Горев и Южин вступили в единоборство.

Если мне не изменяет память, – то, кажется, по вторникам тогда в Большом театре давалась трагедия.

Если на этой неделе Гамлета играл Горев, – то на следующей в чёрном плаще печального принца выходил Южин. На одной неделе Акосту играл Южин, на другой мы слышали от Горева:

Спадите, груды, камней, с моей груди!

Два направления в искусстве вступили в бой.

С одной стороны – самый блестящий представитель того, что называется «игрой нутром». С другой, самый яркий представитель «работы».

И труд, изучение, глубокая и вдумчивая интеллигентность победили.

В разговорах о Малом театре стало всё чаще и чаще обязательно упоминаться имя:

– Южин.

Горев отошёл немного в глубину сцены.

Тут бы ему оставить казённую сцену!
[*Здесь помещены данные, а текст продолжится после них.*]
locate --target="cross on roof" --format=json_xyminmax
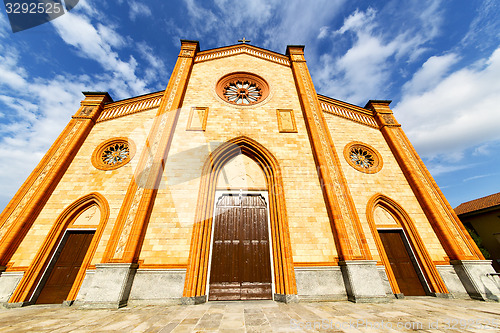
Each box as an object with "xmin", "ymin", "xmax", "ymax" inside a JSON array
[{"xmin": 238, "ymin": 37, "xmax": 251, "ymax": 44}]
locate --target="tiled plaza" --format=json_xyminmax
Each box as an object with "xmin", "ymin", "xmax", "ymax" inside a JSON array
[{"xmin": 1, "ymin": 298, "xmax": 500, "ymax": 332}]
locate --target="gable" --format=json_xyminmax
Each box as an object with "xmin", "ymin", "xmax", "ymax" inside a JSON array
[{"xmin": 194, "ymin": 44, "xmax": 290, "ymax": 67}]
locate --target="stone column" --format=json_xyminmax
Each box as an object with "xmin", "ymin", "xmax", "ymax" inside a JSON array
[
  {"xmin": 77, "ymin": 41, "xmax": 199, "ymax": 309},
  {"xmin": 287, "ymin": 46, "xmax": 388, "ymax": 302}
]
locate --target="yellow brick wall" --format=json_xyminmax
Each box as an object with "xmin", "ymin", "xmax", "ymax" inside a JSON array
[
  {"xmin": 10, "ymin": 108, "xmax": 159, "ymax": 268},
  {"xmin": 323, "ymin": 113, "xmax": 448, "ymax": 262},
  {"xmin": 10, "ymin": 53, "xmax": 447, "ymax": 270},
  {"xmin": 141, "ymin": 53, "xmax": 337, "ymax": 266}
]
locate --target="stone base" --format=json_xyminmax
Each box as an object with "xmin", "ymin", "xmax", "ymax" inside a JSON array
[
  {"xmin": 0, "ymin": 269, "xmax": 24, "ymax": 304},
  {"xmin": 377, "ymin": 266, "xmax": 395, "ymax": 297},
  {"xmin": 74, "ymin": 263, "xmax": 137, "ymax": 309},
  {"xmin": 128, "ymin": 269, "xmax": 185, "ymax": 305},
  {"xmin": 4, "ymin": 301, "xmax": 28, "ymax": 308},
  {"xmin": 295, "ymin": 266, "xmax": 347, "ymax": 301},
  {"xmin": 340, "ymin": 260, "xmax": 390, "ymax": 303},
  {"xmin": 181, "ymin": 295, "xmax": 207, "ymax": 305},
  {"xmin": 435, "ymin": 265, "xmax": 469, "ymax": 299},
  {"xmin": 431, "ymin": 293, "xmax": 452, "ymax": 299},
  {"xmin": 451, "ymin": 260, "xmax": 500, "ymax": 302},
  {"xmin": 274, "ymin": 293, "xmax": 298, "ymax": 303}
]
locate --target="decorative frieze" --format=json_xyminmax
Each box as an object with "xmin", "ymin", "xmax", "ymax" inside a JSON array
[
  {"xmin": 97, "ymin": 93, "xmax": 162, "ymax": 123},
  {"xmin": 195, "ymin": 45, "xmax": 290, "ymax": 66},
  {"xmin": 320, "ymin": 102, "xmax": 378, "ymax": 128}
]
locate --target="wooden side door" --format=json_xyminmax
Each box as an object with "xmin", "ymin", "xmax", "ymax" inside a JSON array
[
  {"xmin": 209, "ymin": 194, "xmax": 272, "ymax": 300},
  {"xmin": 379, "ymin": 230, "xmax": 426, "ymax": 296},
  {"xmin": 36, "ymin": 231, "xmax": 94, "ymax": 304}
]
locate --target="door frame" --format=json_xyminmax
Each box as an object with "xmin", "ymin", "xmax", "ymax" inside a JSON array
[
  {"xmin": 206, "ymin": 190, "xmax": 275, "ymax": 300},
  {"xmin": 377, "ymin": 227, "xmax": 431, "ymax": 295},
  {"xmin": 31, "ymin": 228, "xmax": 96, "ymax": 304}
]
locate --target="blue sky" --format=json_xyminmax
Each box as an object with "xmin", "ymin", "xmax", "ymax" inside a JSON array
[{"xmin": 0, "ymin": 0, "xmax": 499, "ymax": 211}]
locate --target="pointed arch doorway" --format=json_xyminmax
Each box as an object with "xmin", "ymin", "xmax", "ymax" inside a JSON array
[
  {"xmin": 183, "ymin": 137, "xmax": 297, "ymax": 303},
  {"xmin": 8, "ymin": 193, "xmax": 109, "ymax": 306},
  {"xmin": 208, "ymin": 191, "xmax": 273, "ymax": 300},
  {"xmin": 366, "ymin": 194, "xmax": 449, "ymax": 297}
]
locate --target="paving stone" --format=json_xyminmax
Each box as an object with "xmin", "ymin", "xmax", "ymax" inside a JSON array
[{"xmin": 1, "ymin": 298, "xmax": 500, "ymax": 332}]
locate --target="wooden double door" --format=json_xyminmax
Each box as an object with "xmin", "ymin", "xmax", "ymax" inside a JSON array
[
  {"xmin": 209, "ymin": 193, "xmax": 272, "ymax": 300},
  {"xmin": 379, "ymin": 230, "xmax": 427, "ymax": 296},
  {"xmin": 36, "ymin": 231, "xmax": 94, "ymax": 304}
]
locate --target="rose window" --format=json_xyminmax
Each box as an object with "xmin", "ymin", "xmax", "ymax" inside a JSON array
[
  {"xmin": 343, "ymin": 142, "xmax": 383, "ymax": 174},
  {"xmin": 92, "ymin": 138, "xmax": 136, "ymax": 171},
  {"xmin": 216, "ymin": 72, "xmax": 269, "ymax": 106},
  {"xmin": 223, "ymin": 80, "xmax": 262, "ymax": 105},
  {"xmin": 102, "ymin": 143, "xmax": 130, "ymax": 165},
  {"xmin": 349, "ymin": 147, "xmax": 374, "ymax": 169}
]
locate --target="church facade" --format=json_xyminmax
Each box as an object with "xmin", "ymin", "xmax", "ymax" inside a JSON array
[{"xmin": 0, "ymin": 40, "xmax": 498, "ymax": 308}]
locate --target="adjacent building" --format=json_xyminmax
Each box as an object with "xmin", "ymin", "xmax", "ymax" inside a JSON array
[{"xmin": 456, "ymin": 192, "xmax": 500, "ymax": 272}]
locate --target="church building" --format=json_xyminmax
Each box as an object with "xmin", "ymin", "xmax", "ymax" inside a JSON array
[{"xmin": 0, "ymin": 40, "xmax": 498, "ymax": 308}]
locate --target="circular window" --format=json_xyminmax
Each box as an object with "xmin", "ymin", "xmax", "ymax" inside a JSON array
[
  {"xmin": 92, "ymin": 137, "xmax": 136, "ymax": 170},
  {"xmin": 343, "ymin": 142, "xmax": 383, "ymax": 174},
  {"xmin": 216, "ymin": 72, "xmax": 269, "ymax": 106}
]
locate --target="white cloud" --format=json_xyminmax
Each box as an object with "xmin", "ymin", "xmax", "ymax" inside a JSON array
[
  {"xmin": 462, "ymin": 0, "xmax": 500, "ymax": 51},
  {"xmin": 313, "ymin": 1, "xmax": 446, "ymax": 104},
  {"xmin": 314, "ymin": 8, "xmax": 397, "ymax": 103},
  {"xmin": 425, "ymin": 162, "xmax": 473, "ymax": 176},
  {"xmin": 262, "ymin": 0, "xmax": 345, "ymax": 51},
  {"xmin": 395, "ymin": 47, "xmax": 500, "ymax": 158},
  {"xmin": 0, "ymin": 50, "xmax": 28, "ymax": 89},
  {"xmin": 0, "ymin": 12, "xmax": 10, "ymax": 37},
  {"xmin": 214, "ymin": 0, "xmax": 273, "ymax": 26},
  {"xmin": 337, "ymin": 8, "xmax": 376, "ymax": 34},
  {"xmin": 318, "ymin": 26, "xmax": 329, "ymax": 39},
  {"xmin": 463, "ymin": 173, "xmax": 498, "ymax": 182},
  {"xmin": 52, "ymin": 11, "xmax": 148, "ymax": 98},
  {"xmin": 129, "ymin": 1, "xmax": 152, "ymax": 21},
  {"xmin": 182, "ymin": 0, "xmax": 218, "ymax": 37},
  {"xmin": 0, "ymin": 5, "xmax": 168, "ymax": 210},
  {"xmin": 472, "ymin": 143, "xmax": 492, "ymax": 156},
  {"xmin": 181, "ymin": 0, "xmax": 344, "ymax": 52},
  {"xmin": 137, "ymin": 42, "xmax": 168, "ymax": 88},
  {"xmin": 417, "ymin": 0, "xmax": 443, "ymax": 40},
  {"xmin": 96, "ymin": 23, "xmax": 126, "ymax": 48},
  {"xmin": 402, "ymin": 53, "xmax": 459, "ymax": 95},
  {"xmin": 0, "ymin": 54, "xmax": 90, "ymax": 209}
]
И ярким сверкающим метеором нестись из театра в театр, по всей России.

Что бы это была за триумфальная карьера!

После весны, полной цветов, когда в каждом кусте роз соловьи пели про любовь, что бы это было за знойное лето!

Но артисты «образцовой» сцены думают, что сцена эта «образцова» и в отношениях к артистам.

Они думают, что артист непоколебим, как столоначальник!

И Горев сам приготовил себе печальный момент. Подошедшая осень постучалась ему в сердце тяжёлой, тяжёлой обидой.

Горев отошёл немного в глубину сцены. Только немного. Москва его любила. Любила очень.

Но в этом таланте было нечто донжуанское.

И между Эльвирой и донной Анной разыгралась трагедия его жизни.

Ему надо было завоёвывать публику. И едва завоевав, он, уж охладев, скучал и томился.

Его страшно любил Петербург. Он бросил Петербург и, совершенно неизвестно зачем, перешёл в Москву.

Зачем?

Чем донна Анна лучше остальных?

И когда донна Анна полюбила его сильной и глубокой любовью, – он снова уж пел под балконом Эльвиры.

Из Москвы, где его любили, он снова переселился в Петербург.

Зачем?

Изо всех людей на свете это меньше всего известно одному:

– Г. Гореву.

И когда настала осень, – пышная осень, вся в ярких тонах и сверкающих красках, – артиста в сердце ударили обидой.

Ему предложили отставку.

Петербургская дирекция взяла на себя роль Гонерильи, – неизвестно зачем, неблагодарная роль! но сыграла её великолепно.

Нельзя лучше оскорбить старого артиста, как дать ему отставку «за ненадобностью» в то время, как переполненный театр, весь, сверху донизу, рукоплещет его игре и кричит ему:

– Оставайтесь! Оставайтесь!

Это была обстановка прощального спектакля Горева на Александринской сцене.

Настоящая трагедия.

Когда занавес опустился в последний раз, – стало жутко и страшно.

Похоронили живого человека.

И бедный, раненый в сердце, Макс Холмин, ты мог крикнуть:

– Душу, живую душу, Диковский, съели!

Лир пошёл скитаться.

И в своих скитаньях он зашёл к нам и в радостный, и в печальный день своего тридцатипятилетнего, – уже 35-летнего! – служения искусству.

С сердцем, полным благодарности за былые восторги, почтим же в «Старом барине» молодого Макса Холмина.